- Gora Padao Location in Uttarakhand, India Gora Padao Gora Padao (India)
- Coordinates: 29°08′N 79°19′E﻿ / ﻿29.13°N 79.31°E
- Country: India
- State: Uttarakhand
- District: Nainital

Languages
- • Official: Hindi
- Time zone: UTC+5:30 (IST)
- Vehicle registration: UK
- Website: uk.gov.in

= Gora Padao =

Gora Padao is an Indian village 5 km south of Haldwani is named after a British camp/post at that location in the mid-19th century. In 1856, Henry Ramsay took over as the Commissioner of Kumaon.

The village population is about 5,000. The landmark of this village is 'Chandrawati Tewari Girls College' named after the aunt of Narayan Dutt Tiwari, one of the top political leaders of India and former Chief Minister of Uttarakhand. The oldest temple (100 years) in the village is Kali temple maintained by the Pandey family with the help of local people.

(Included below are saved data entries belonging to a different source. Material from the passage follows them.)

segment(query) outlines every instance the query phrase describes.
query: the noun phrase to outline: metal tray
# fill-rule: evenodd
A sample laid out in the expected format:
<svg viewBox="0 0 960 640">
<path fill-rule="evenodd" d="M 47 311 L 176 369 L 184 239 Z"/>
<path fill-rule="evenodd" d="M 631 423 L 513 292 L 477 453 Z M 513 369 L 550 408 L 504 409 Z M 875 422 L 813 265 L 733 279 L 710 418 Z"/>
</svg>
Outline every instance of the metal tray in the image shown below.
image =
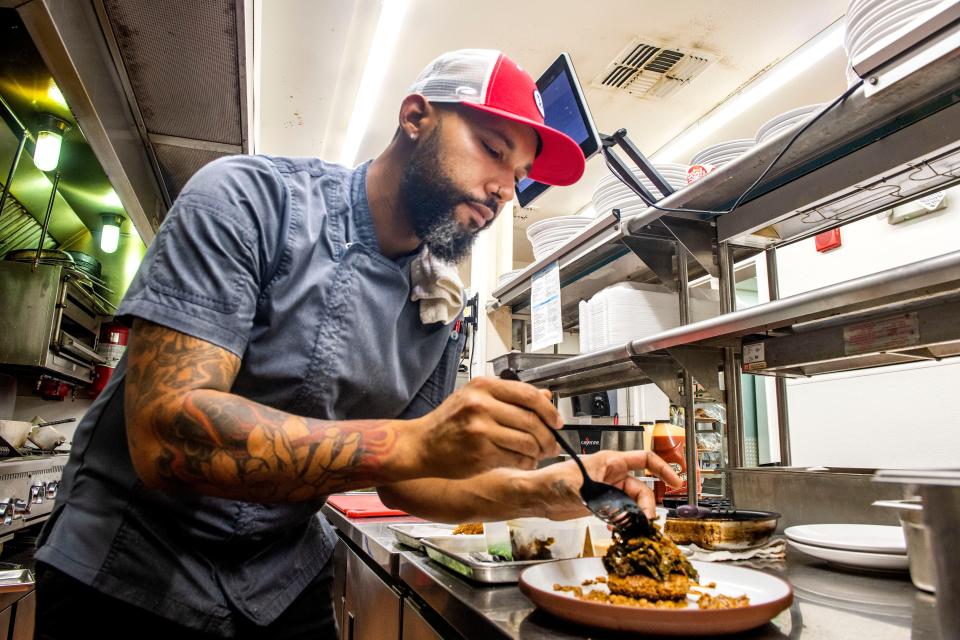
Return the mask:
<svg viewBox="0 0 960 640">
<path fill-rule="evenodd" d="M 0 571 L 0 593 L 29 591 L 33 588 L 33 573 L 29 569 Z"/>
<path fill-rule="evenodd" d="M 423 538 L 423 550 L 434 562 L 462 576 L 487 584 L 517 582 L 520 574 L 531 567 L 552 560 L 525 560 L 516 562 L 481 562 L 470 556 L 477 551 L 486 551 L 483 536 L 450 536 Z"/>
<path fill-rule="evenodd" d="M 456 525 L 437 524 L 433 522 L 416 522 L 413 524 L 391 524 L 387 527 L 393 531 L 397 542 L 404 544 L 418 551 L 423 550 L 420 540 L 423 538 L 442 538 L 452 536 Z M 460 536 L 458 536 L 460 537 Z M 482 538 L 483 536 L 479 536 Z"/>
<path fill-rule="evenodd" d="M 513 369 L 514 371 L 523 371 L 524 369 L 533 369 L 545 364 L 550 364 L 558 360 L 565 360 L 569 355 L 555 353 L 521 353 L 511 351 L 502 356 L 497 356 L 490 361 L 493 365 L 493 374 L 500 375 L 504 369 Z"/>
</svg>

== Defence Agricultural Research Laboratory ==

Gora Padao is also known for the Defence Agricultural Research Laboratory run by Defence Research and Development Organisation (DRDO). The importance of high altitude agricultural research was realized when troops had to be deployed in high altitude and snow bound areas.

The first Prime Minister of India, Pt. Jawahar Lal Nehru wrote to the renowned botanist, the late Prof. Boshi Sen, then Director, Vivekanand Laboratory, Almora in January 1960. Realizing the indispensability of encompassing the diversified agro-ecological zones of Central Himalayas, field stations were opened in the remote border areas at Auli (3142 m) and Pithoragarh (1524 m) in April 1972 with the controlling office at Almora (1530 m). Another detachment was established at Harsil (3243 m) in May 1973 and transit base at Gora Padao (333 m) in June 1981 to provide logistic support for undertaking research work in difficult areas. The laboratory has successfully introduced hydroponics and established the greenhouse cultivation of vegetables and flowers in polar regions for the first time ever in the history of Indian Antarctic Expeditions.